If intelligence is reducible to chance and necessity and the human mind is the product of non-directed naturalistic evolution, is free will an oxymoron? In the comments of our post on vacuity Allen MacNeill gave his position:
…The reason I bring up the summer course is that for over a decade Will Provine has focused that course on precisely that question, and has forcefully argued in the negative. I must admit that when I first started participating in his course, I disagreed with him, but over the years his arguments (and those of the authors he has used as references) have convinced me that the very idea of human free will is an oxymoron. The problem as I see it is not with the term “will,” if by this we mean that internal neurophysiological state which causes us to behave in the ways that we do (including, of course, having the thoughts that we do). No, the problem is with the word “free.” Free from what? Free from coersion, perhaps, but free from natural/physical causation? Absurd. As Will always points out in his evolution course (and in the summer seminar course when he teaches it), either our actions are caused by the biochemical processes that occur in our nervous systems (in which case they cannot possibly be “free”), or they are “caused” by magic (i.e. “spooky action at a distance” as Einstein called it), which any good physicist should affirm as being completely impossible.
The paradox of course is that even most scientists “feel” like they have free will, and consequently affirm that it exists. However, the “feeling” of free will, as Daniel Wegner has pointed out (see http://mitpress.mit.edu/catalog/item/default.asp?tid=8770&ttype=2), is just that: a “feeling.” As I have argued elsewhere, this feeling (or rather the neurophysiology that underlies it) is probably itself an evolutionary adaptation, in that it allows us to use our own behavior (or rather our perceptions of our own behavior) as guidelines for the formulation of a “theory of mind” which we can then use to interpret and guide our actions.
PvM seems to disagree:
Would you agree then that there is no such thing as free will?
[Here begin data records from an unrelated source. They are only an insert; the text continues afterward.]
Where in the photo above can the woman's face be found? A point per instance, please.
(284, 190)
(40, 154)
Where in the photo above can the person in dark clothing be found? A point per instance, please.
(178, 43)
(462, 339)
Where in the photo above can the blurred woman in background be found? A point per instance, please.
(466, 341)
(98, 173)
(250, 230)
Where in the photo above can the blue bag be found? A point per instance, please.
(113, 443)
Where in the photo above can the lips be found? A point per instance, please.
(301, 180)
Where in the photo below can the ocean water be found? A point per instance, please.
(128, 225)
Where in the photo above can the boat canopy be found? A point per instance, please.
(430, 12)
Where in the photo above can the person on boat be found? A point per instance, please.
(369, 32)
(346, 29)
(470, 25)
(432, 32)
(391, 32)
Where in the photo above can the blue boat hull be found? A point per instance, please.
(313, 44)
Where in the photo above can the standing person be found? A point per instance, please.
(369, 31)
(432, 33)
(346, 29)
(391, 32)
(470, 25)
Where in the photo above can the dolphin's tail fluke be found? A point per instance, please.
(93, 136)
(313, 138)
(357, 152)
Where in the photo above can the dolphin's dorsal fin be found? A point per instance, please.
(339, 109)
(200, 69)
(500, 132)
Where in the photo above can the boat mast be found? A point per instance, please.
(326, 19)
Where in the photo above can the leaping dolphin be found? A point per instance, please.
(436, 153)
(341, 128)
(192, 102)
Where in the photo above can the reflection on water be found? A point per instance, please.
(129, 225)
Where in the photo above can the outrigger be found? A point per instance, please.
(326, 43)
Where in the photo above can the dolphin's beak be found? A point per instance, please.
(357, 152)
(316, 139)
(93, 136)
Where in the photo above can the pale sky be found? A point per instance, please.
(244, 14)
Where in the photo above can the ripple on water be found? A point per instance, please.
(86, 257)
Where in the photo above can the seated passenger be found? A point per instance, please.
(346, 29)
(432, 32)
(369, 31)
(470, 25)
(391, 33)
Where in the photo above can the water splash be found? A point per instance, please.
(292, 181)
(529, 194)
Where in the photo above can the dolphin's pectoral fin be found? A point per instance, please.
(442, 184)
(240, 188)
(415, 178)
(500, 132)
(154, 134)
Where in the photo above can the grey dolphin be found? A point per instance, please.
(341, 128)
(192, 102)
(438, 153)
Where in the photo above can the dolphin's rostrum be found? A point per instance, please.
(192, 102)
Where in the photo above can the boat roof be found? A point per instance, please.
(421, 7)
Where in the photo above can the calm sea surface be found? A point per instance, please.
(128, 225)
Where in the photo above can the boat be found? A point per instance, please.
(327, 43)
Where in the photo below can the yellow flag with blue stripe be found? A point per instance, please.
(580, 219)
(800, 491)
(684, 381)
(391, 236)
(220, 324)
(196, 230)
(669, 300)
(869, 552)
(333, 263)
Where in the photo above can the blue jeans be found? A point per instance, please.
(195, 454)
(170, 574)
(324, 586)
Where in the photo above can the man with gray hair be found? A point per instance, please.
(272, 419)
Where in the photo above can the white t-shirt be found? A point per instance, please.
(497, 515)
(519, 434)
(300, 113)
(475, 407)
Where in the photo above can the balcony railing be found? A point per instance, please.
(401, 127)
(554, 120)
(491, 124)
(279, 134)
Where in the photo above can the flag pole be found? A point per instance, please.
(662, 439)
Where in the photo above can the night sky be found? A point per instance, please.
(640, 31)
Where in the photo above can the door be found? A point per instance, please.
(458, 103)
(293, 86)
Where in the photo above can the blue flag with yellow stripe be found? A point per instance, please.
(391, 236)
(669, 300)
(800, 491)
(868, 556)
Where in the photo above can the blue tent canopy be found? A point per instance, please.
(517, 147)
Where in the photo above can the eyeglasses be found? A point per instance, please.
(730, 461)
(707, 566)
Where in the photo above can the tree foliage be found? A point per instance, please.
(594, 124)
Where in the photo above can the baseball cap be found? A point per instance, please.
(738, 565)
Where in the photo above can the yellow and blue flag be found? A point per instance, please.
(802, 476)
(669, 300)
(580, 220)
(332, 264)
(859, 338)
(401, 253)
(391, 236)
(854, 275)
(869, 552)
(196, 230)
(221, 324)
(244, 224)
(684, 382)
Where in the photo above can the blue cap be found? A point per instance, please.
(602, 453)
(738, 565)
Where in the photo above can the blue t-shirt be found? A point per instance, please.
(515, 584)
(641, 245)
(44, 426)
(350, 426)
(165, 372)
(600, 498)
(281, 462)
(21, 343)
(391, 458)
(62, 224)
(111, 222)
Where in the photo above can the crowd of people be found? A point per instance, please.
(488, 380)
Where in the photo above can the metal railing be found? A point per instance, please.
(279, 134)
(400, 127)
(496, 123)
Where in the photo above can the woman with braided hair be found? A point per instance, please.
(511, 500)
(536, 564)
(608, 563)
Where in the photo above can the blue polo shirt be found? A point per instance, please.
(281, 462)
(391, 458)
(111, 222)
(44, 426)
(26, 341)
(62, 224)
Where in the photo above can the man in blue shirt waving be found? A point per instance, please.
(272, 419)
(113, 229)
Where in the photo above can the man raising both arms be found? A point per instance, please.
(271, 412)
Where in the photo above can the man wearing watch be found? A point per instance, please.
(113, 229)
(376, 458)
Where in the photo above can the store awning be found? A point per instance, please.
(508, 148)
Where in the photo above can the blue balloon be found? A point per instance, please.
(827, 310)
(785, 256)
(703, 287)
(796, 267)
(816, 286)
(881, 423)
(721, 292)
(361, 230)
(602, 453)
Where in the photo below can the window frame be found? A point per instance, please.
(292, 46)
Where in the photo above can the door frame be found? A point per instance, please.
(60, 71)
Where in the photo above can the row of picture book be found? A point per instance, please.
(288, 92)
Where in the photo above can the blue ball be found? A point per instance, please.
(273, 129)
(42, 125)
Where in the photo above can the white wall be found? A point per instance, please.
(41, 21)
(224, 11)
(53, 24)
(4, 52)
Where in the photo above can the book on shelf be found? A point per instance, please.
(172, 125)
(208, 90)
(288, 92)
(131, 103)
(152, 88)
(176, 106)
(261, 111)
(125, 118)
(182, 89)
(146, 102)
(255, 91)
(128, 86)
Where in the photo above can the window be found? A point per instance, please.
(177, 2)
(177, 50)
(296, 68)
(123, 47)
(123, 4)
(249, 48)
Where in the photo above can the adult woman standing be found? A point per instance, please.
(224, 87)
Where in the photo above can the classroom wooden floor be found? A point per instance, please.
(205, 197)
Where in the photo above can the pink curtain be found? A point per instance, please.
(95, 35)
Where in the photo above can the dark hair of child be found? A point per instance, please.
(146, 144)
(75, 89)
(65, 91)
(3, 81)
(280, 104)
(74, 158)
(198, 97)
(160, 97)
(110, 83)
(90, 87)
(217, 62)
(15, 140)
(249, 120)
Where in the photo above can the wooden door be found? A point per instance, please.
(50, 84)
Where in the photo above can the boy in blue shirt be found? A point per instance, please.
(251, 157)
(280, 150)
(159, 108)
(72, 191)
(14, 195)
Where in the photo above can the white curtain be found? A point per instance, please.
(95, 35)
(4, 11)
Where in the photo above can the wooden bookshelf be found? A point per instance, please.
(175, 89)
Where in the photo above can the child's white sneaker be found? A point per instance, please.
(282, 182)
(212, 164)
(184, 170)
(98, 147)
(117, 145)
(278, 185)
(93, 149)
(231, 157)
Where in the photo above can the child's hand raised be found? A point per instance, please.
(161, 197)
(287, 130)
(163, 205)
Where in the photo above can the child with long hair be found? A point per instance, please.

–Nope. What makes you think that?
My answer: simply because it seems to follow directly from your other claims. There are probably few enough issues in which I agree with Prof. Provine; but here he has convinced me as well as Allen and I can’t say I see any reasonable alternative. But I’d love to hear your reasons for accepting free will, while rejecting the possiblity of anything beyond the workings of chance and deterministic natural law in human intelligence, and why you believe your position is logically consistent.